A delayed investigation
The comparison of the lists, which could be evidence of arbitrary wiretapping of journalists by the Greek authorities, has been delayed for some time. When the DPA's list was given to the first-instance prosecutor’s office in the summer, a two-month delay after the Greek parliamentary elections was introduced before a decision could be taken. The same concerns around delay apply also to the five-year statute of limitations for simple felonies in Greece.
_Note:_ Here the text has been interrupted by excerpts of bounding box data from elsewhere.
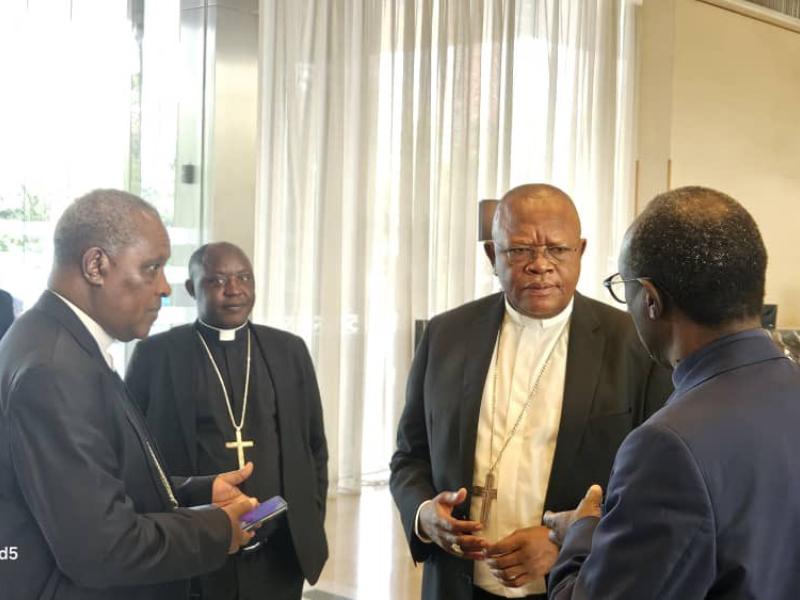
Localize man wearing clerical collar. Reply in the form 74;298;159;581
126;242;328;600
0;190;256;600
391;184;671;600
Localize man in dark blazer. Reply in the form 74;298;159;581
126;242;328;600
391;185;671;600
550;187;800;600
0;190;255;600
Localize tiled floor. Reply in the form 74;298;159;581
303;487;422;600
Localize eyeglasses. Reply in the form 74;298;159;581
603;273;652;304
494;244;579;265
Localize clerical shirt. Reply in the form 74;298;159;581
195;321;303;600
469;299;572;598
195;322;281;508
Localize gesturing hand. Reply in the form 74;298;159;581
419;488;487;560
211;462;253;512
542;485;603;546
486;526;558;587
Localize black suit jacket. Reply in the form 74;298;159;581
0;292;231;600
391;294;671;600
125;325;328;583
550;330;800;600
0;290;14;339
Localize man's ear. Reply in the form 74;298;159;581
483;242;497;275
641;279;665;321
81;246;111;286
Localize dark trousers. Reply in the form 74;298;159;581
472;585;547;600
192;527;304;600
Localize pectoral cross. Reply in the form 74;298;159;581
472;471;497;526
225;429;254;469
The transfer of the case to the Supreme Court could risk the statute of limitations to expire, making prosecution impossible.
These new developments in the Predatorgate investigation come just a few weeks after the Greek government suddenly changed the composition of ADAE's board, canceling ongoing efforts to shed light on the case.
Questioned by RSF about the reasons for sending the case to the Supreme Court, prosecutor Georgia Adilini, apparently embarrassed at the idea of explaining herself, lashed against RSF stating that the organisation’s questions were not “deserving for journalists” and replied that "almost all opposition parties and a portion of the media have long been arguing persistently for the need to upgrade judicial investigation to the highest level". Concerning a possible link between the transfer of the case to the Supreme Court and the request by the two former prosecutors to compare the two lists, the Supreme Court prosecutor explained that "you should know that the specific stage of the investigation, the pre-trial phase, is governed by the principle of secrecy, which protects the accused (and the 'suspect'), also implementing the presumption of innocence which prevails in European legislation".
Greece is ranked 107th out of 180 countries in RSF's 2023 World Press Freedom Index – the lowest ranking of any European Union country.